Four New York Yankees World Series rings are also part of the legal battle where Freeman and Moss want their debt paid. Giuliani’s son, Andrew, has told the court his father gave him the rings at his 74th birthday party in 2018. But in court, Freeman and Moss’ attorneys told the judge they have been trying for months unsuccessfully to get access to Giuliani’s tax returns – which should have declared the gift of the rings, worth tens of thousands each.
Giuliani didn’t attend the court hearing. His attorney told CNN he couldn’t say if the former mayor was still in New York, a day after speaking at Trump’s rally in Madison Square Garden.
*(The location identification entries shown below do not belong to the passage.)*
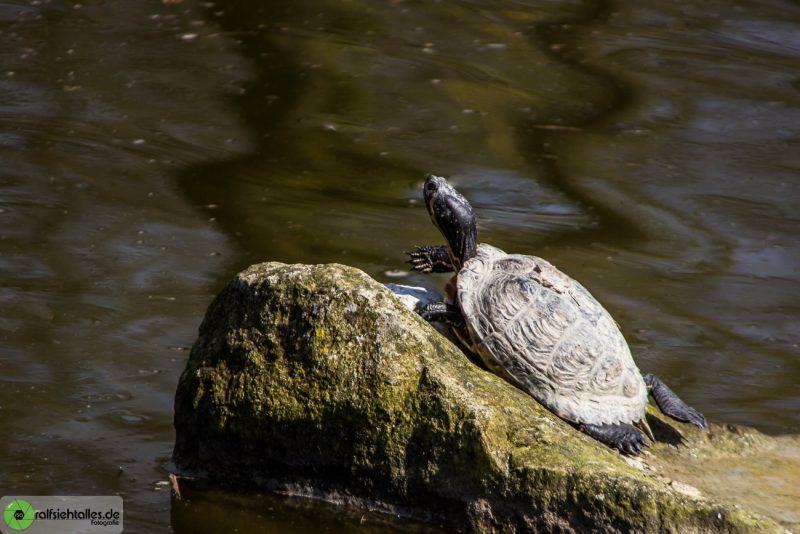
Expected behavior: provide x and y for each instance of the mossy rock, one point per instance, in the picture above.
(316, 380)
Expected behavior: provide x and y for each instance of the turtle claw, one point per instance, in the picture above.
(625, 438)
(671, 404)
(430, 259)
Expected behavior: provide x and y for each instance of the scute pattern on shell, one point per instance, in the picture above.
(544, 332)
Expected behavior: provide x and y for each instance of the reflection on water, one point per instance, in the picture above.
(150, 150)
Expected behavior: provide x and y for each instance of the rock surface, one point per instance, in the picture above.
(318, 381)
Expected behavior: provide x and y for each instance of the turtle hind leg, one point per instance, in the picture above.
(625, 438)
(669, 403)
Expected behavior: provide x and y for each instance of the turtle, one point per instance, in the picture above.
(540, 330)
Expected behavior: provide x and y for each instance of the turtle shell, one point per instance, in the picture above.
(545, 333)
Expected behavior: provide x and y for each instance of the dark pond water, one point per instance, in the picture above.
(149, 150)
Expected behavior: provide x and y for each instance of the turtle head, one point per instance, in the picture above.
(453, 216)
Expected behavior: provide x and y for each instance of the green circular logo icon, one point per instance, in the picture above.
(18, 515)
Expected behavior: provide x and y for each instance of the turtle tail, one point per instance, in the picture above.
(645, 428)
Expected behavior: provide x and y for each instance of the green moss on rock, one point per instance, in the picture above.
(317, 380)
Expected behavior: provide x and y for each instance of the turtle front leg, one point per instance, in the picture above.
(625, 438)
(441, 312)
(430, 259)
(669, 403)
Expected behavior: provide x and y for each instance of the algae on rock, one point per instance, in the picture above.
(316, 380)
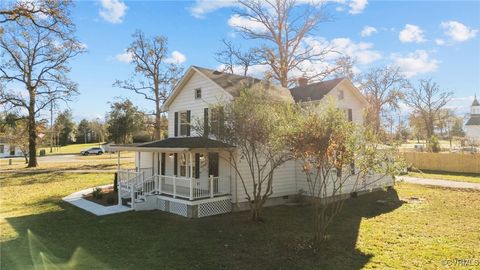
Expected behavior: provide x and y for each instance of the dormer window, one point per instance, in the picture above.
(198, 93)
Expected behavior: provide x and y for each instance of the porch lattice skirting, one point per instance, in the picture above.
(214, 208)
(185, 208)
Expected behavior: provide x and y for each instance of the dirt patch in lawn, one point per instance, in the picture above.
(104, 196)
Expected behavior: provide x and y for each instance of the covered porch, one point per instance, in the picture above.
(186, 168)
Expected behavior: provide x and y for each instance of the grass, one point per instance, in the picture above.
(460, 177)
(102, 162)
(69, 149)
(39, 230)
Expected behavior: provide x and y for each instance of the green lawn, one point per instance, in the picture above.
(69, 149)
(39, 231)
(101, 162)
(473, 178)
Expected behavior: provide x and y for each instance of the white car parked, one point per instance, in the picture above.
(92, 151)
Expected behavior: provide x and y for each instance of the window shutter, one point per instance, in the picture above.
(197, 165)
(176, 124)
(221, 122)
(206, 124)
(175, 163)
(188, 121)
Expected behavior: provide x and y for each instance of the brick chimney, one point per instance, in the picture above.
(302, 81)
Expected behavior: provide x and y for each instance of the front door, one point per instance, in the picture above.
(213, 164)
(213, 161)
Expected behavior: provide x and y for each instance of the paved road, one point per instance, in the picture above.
(440, 183)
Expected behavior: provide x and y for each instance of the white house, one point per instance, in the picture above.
(188, 174)
(7, 150)
(472, 126)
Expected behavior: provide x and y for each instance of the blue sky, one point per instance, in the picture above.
(430, 39)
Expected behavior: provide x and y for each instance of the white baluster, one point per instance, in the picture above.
(191, 189)
(211, 186)
(174, 186)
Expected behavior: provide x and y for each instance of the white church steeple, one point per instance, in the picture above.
(475, 108)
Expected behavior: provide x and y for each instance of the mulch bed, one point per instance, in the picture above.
(107, 197)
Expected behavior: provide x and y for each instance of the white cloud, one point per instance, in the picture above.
(368, 31)
(418, 62)
(202, 7)
(125, 57)
(113, 11)
(176, 58)
(357, 6)
(237, 21)
(439, 41)
(458, 31)
(362, 52)
(411, 33)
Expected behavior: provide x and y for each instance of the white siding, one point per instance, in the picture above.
(6, 151)
(185, 100)
(350, 101)
(144, 160)
(283, 181)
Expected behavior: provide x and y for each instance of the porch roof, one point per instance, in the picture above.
(176, 144)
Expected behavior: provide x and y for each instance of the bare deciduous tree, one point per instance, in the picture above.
(36, 60)
(282, 26)
(338, 158)
(427, 100)
(232, 57)
(52, 15)
(384, 88)
(155, 75)
(254, 123)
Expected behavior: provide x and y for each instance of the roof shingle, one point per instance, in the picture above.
(186, 142)
(314, 91)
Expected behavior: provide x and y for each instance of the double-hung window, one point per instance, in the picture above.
(184, 123)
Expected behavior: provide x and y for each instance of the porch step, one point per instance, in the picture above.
(129, 203)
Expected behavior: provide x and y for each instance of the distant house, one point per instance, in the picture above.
(7, 150)
(187, 174)
(472, 126)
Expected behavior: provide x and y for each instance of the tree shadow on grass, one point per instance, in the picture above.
(74, 239)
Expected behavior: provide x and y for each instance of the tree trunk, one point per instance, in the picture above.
(157, 135)
(32, 133)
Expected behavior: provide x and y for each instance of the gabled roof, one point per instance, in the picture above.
(230, 83)
(473, 121)
(314, 91)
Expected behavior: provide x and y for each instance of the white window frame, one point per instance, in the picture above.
(196, 91)
(180, 123)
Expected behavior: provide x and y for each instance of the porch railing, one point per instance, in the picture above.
(139, 183)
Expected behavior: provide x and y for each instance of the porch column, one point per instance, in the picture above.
(119, 195)
(191, 172)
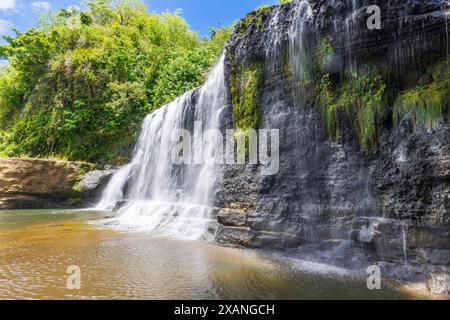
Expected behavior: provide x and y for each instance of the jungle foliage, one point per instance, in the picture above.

At the rally, Giuliani hinted at conspiracy theories around Trump’s attempted assassination this summer, but he didn’t address his issues in court or the belief he had repeated many times before that the 2020 election was stolen.
“I’m not going to do conspiracy and I’m not not going to do conspiracy. But it’s kind of funny that they tried everything else and now they’re trying to kill him. They better not try again,” Giuliani said.
He is barred by a court order from repeating false information about Freeman and Moss or insinuating that votes in Georgia in the last election were tampered with.